Multiple sclerosis MRI

MRI is the preferred imaging study in evaluating Multiple sclerosis MS and can demonstrate the dissemination of lesions in time and space.

Lesions are normally > 3mm diameter.

MRI shows multiple white matter abnormalities in 80% of patients with MS (compared to 29% for CT).

Lesions are high signal on T2, and acute lesions tend to enhance with gadolinium more than old lesions do. Periventricular lesions may blend in with the signal from CSF in the ventricles on T2; these lesions are shown to better advantage on FLAIR (fluid attenuation) MRI. These lesions are ovoid, are oriented perpendicular to the ependymal surface, and are some- times called Dawson’s fingers (after neuropathologist James Dawson).

Spinal cord lesions normally show little or no swelling should be ≥ 3 mm but < 2 vertebral segments, occupy only a portion of the cross-section of the cord and must be hyperintense on T2.

The specificity of MRI is ≈ 94%; however, encephalitis, as well as UBOs seen in aging, may mimic MS lesions. DWI should be normal; however, plaques can sometimes exhibit “shine through”, so the ADC map must be checked to rule out infarct.

Focal tumefactive demyelinating lesions (TDL) may occur in isolation or, more commonly, in patients with established MS (often blotchy in appearance, but may appear as bull’s-eye targets in Balo’s disease AKA concentric sclerosis of Balo). TDL may represent an intermediate position between MS and ADEM.

TDLs tend to be symmetric. TDLs may enhance, and show perilesional edema (but less than MS) and thus be mistaken for neoplasms. Biopsy results may be confusing. MRS may not be able to differentiate from neoplasm.
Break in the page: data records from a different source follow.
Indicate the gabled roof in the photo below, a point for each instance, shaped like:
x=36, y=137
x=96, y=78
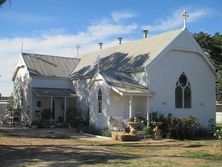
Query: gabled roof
x=130, y=56
x=122, y=83
x=56, y=92
x=40, y=65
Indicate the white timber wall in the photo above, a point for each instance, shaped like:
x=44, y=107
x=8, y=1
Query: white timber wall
x=52, y=83
x=166, y=72
x=119, y=106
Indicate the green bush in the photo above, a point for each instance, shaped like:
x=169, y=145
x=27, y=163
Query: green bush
x=106, y=133
x=172, y=127
x=121, y=136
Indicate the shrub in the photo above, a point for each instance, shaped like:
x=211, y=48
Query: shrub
x=121, y=136
x=172, y=127
x=106, y=132
x=92, y=130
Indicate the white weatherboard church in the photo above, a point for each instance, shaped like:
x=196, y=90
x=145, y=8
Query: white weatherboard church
x=165, y=73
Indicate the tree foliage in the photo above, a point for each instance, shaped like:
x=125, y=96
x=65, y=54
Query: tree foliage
x=212, y=45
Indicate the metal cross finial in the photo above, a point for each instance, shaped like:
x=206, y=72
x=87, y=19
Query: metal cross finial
x=22, y=48
x=98, y=61
x=185, y=16
x=77, y=49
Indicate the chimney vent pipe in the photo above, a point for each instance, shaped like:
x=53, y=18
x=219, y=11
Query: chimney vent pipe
x=120, y=40
x=100, y=45
x=145, y=32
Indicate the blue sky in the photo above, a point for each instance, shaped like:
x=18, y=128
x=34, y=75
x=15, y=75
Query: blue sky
x=56, y=26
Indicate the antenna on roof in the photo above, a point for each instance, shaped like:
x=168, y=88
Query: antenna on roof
x=185, y=16
x=77, y=49
x=100, y=45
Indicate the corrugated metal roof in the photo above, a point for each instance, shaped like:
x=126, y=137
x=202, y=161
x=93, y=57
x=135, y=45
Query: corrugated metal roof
x=49, y=66
x=2, y=98
x=53, y=92
x=125, y=57
x=122, y=80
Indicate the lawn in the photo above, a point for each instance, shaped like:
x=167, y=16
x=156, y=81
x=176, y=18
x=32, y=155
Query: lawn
x=23, y=151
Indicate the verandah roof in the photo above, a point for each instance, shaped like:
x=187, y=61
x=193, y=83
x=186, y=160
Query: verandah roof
x=55, y=92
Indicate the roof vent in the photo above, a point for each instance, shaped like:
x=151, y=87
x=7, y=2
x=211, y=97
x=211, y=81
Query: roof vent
x=120, y=40
x=100, y=45
x=145, y=32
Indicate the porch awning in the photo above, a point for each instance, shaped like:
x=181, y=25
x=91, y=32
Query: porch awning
x=132, y=91
x=56, y=92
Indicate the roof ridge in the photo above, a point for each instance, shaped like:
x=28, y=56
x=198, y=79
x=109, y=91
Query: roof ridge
x=128, y=42
x=37, y=54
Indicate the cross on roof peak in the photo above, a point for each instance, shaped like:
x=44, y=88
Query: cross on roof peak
x=77, y=49
x=185, y=16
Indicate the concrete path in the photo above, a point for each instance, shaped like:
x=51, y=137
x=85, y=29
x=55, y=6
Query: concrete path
x=51, y=133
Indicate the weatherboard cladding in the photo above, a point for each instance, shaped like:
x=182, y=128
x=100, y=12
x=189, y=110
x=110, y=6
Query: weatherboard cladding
x=126, y=57
x=49, y=66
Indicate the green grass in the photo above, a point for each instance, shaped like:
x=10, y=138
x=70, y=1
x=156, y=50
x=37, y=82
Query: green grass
x=4, y=133
x=140, y=162
x=201, y=155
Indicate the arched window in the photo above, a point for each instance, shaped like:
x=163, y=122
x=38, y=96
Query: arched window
x=100, y=101
x=183, y=92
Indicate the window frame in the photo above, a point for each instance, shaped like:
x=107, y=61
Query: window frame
x=100, y=99
x=183, y=87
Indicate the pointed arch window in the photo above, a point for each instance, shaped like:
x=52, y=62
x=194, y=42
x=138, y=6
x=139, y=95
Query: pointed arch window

Segmentation of the spinal cord and lesions from MRI data provides measures of damage, which are key criteria for the diagnosis, prognosis, and longitudinal monitoring in MS. Automating this operation eliminates inter-rater variability and increases the efficiency of large-throughput analysis pipelines. Robust and reliable segmentation across multi-site spinal cord data is challenging because of the large variability related to acquisition parameters and image artifacts. In particular, a precise delineation of lesions is hindered by a broad heterogeneity of lesion contrast, size, location, and shape. The goal of this study was to develop a fully-automatic framework - robust to variability in both image parameters and clinical condition - for segmentation of the spinal cord and intramedullary MS lesions from conventional MRI data of MS and non-MS cases. Scans of 1042 subjects (459 healthy controls, 471 MS patients, and 112 with other spinal pathologies) were included in this multi-site study (n = 30). Data spanned three contrasts (T1-, T2-, and T2∗-weighted) for a total of 1943 vol and featured large heterogeneity in terms of resolution, orientation, coverage, and clinical conditions. The proposed cord and lesion automatic segmentation approach is based on a sequence of two Convolutional Neural Networks (CNNs). To deal with the very small proportion of spinal cord and/or lesion voxels compared to the rest of the volume, a first CNN with 2D dilated convolutions detects the spinal cord centerline, followed by a second CNN with 3D convolutions that segments the spinal cord and/or lesions. CNNs were trained independently with the Dice loss. When compared against manual segmentation, our CNN-based approach showed a median Dice of 95% vs. 88% for PropSeg (p ≤ 0.05), a state-of-the-art spinal cord segmentation method. Regarding lesion segmentation on MS data, our framework provided a Dice of 60%, a relative volume difference of -15%, and a lesion-wise detection sensitivity and precision of 83% and 77%, respectively. In this study, we introduce a robust method to segment the spinal cord and intramedullary MS lesions on a variety of MRI contrasts. The proposed framework is open-source and readily available in the Spinal Cord Toolbox ¹⁾.